VisionArt, a unit of Solar Shading Systems of Costa Mesa, Calif., makes prints that retract in their frames to reveal plasma TV sets. The motorized frames sell for as much as $18,000. Vice President Dave Froerer says the line, now in its fifth year, has seen sales increase 40 percent to 50 percent a year, helped, he adds, by falling flat-panel prices.

"Plasma doesn't carry the prestige that it used to," he says. "Hanging a $20,000 TV on the wall, there was something to be said for wanting people to see it. The thing right now is to hide electronics."

Judith Sexton, co-owner of Media Decor LLC in Fort Lauderdale, Fla., which offers a TV-masking device called HideandChic, echoed the sentiment. "While the television's on, that's one thing," she says. When it is turned off, "the lady of the house and the designers find it a little ugly. It's just like a big, blank, black square on the wall." She declined to specify HideandChic's sales.

World-wide sales of flat-panel television sets nearly doubled last year to 48.5 million units, from 25.6 million in 2005, according to iSuppli Corp., a market-research firm in El Segundo, Calif. The average selling price for plasma TV sets dropped to about $1,700, from nearly $2,500 in 2005.

Chicago interior designer Jessica Lagrange incorporated a VisionArt piece into a client's Lake Shore Drive penthouse, reproducing a 1934 painting the client already owned -- "Michigan Avenue," by J. Jeffrey Grant -- to cover a plasma TV set. "A big black screen just seemed out of character with the style of the room," which has a more traditional design, Ms. Lagrange says. With the system in place, she adds, "You'd never know there was a TV behind it."

VisionArt also sells editions of works signed by its painters and photographers, and employs Ren Wicks, a former ad agency art director, to prospect for talent at expos and online. Artists used to rebuff the idea of providing work to cover TVs as a "contraption," Mr. Wicks says, but he now has a backlog of inquiries from artists from places as distant as Kuwait and New Zealand.

Other companies are reintroducing wood, a material more evocative of antique armoires than contemporary design, to home electronics. At the Consumer Electronics Show in January, LG Electronics displayed a prototype wooden frame for a large plasma screen, and Chief Manufacturing Inc., of Savage, Minn., unveiled a line of decorative pine frames for 32-, 42- and 50-inch flat-panel TVs that retail for $699 to $879.

The company also offers a five-millimeter glass overlay that turns the TV into a mirror when it is turned off, though it reduces the TV's brightness about 5 percent. The mirror kits cost $549 to $1,199.

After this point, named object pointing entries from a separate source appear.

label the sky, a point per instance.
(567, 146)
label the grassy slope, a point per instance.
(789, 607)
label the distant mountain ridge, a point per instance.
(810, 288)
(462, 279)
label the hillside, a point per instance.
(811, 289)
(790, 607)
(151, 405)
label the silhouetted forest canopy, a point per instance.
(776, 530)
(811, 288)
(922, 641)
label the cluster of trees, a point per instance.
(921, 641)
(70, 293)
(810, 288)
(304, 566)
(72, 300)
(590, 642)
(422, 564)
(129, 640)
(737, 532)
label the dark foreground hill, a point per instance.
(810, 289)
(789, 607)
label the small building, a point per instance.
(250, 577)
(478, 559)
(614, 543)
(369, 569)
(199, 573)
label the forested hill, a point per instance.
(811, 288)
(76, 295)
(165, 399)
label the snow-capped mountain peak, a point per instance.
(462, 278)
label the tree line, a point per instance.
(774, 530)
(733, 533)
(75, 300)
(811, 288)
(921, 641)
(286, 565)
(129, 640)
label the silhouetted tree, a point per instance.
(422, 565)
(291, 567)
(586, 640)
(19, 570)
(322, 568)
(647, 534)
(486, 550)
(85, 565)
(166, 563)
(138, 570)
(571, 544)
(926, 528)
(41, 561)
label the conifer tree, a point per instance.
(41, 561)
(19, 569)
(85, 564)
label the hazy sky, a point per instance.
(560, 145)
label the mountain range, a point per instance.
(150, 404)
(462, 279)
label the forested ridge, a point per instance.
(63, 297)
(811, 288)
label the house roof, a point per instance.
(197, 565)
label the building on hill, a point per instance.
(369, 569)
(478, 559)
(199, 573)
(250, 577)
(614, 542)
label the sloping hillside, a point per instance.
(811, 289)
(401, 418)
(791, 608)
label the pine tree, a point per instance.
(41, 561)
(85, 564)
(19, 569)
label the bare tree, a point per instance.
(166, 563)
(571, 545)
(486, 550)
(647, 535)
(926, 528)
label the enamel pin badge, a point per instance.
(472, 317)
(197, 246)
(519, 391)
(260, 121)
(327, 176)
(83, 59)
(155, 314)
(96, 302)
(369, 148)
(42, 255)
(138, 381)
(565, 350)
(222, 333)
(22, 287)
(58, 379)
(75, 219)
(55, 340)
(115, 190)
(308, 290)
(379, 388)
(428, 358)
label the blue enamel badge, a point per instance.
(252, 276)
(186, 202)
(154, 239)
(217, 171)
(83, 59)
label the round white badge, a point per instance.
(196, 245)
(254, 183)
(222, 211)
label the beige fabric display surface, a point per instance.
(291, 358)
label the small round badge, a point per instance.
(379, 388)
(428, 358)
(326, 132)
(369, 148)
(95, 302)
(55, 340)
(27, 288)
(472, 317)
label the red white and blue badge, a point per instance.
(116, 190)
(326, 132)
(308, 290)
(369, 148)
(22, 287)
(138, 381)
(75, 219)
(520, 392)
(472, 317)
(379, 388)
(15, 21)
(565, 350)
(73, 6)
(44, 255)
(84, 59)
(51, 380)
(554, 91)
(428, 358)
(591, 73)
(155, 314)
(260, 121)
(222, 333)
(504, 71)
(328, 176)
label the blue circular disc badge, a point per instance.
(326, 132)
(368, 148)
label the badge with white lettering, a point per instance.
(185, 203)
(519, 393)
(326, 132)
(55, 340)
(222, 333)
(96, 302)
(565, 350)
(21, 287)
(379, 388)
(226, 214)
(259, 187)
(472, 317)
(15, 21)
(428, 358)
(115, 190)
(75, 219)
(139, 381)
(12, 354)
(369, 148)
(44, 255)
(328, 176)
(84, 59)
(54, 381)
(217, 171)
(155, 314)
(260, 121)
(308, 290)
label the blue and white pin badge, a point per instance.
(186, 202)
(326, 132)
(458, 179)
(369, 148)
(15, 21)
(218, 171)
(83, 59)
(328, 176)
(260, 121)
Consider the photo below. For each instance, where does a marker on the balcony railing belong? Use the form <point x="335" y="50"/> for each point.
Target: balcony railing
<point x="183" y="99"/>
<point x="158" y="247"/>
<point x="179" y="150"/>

Wood Contour Inc., based in Neustadt, Germany, sells wood LCD monitors for personal computers, while Suissa Computers of Thornhill, Ontario, launched in September with a variety of limited-edition, wood-encased PCs that range from the deconstructed, contemporary "Revolution" to "Yasuko," a $6,400 piece of hardware that wouldn't look out of place on a mantel.

The idea behind the products, says Howard Suissa, the company's 37-year-old president, is to "create something that people would want to showcase as a device in a living room." The systems are assembled to order, he says, using Intel and Advanced Micro Devices chips, Nvidia video cards, Seagate Technology hard drives and other well-known providers. Suissa also offers ornamental detailing, such as a PC inlaid with white gold and five carats of diamonds, which recently sold for about $25,000, according to Mr. Suissa.

"They're signed, they're numbered. They're not only computers or functional systems, but works of art," he says. Still, he added, the wait for Microsoft Corp.'s Windows Vista slowed sales, since some customers held off PC purchases until the new operating system launched.

Anne Janis, a veterinary researcher in Fayetteville, Ga., originally bought her set of Wood Contour peripherals because she suspected her plastic keyboard was irritating her fingers. She likes that the purpleheart wood of her monitor, mouse and keyboard complements the sage and cranberry interior of her home office.

"I didn't want something that looked yucky," she says.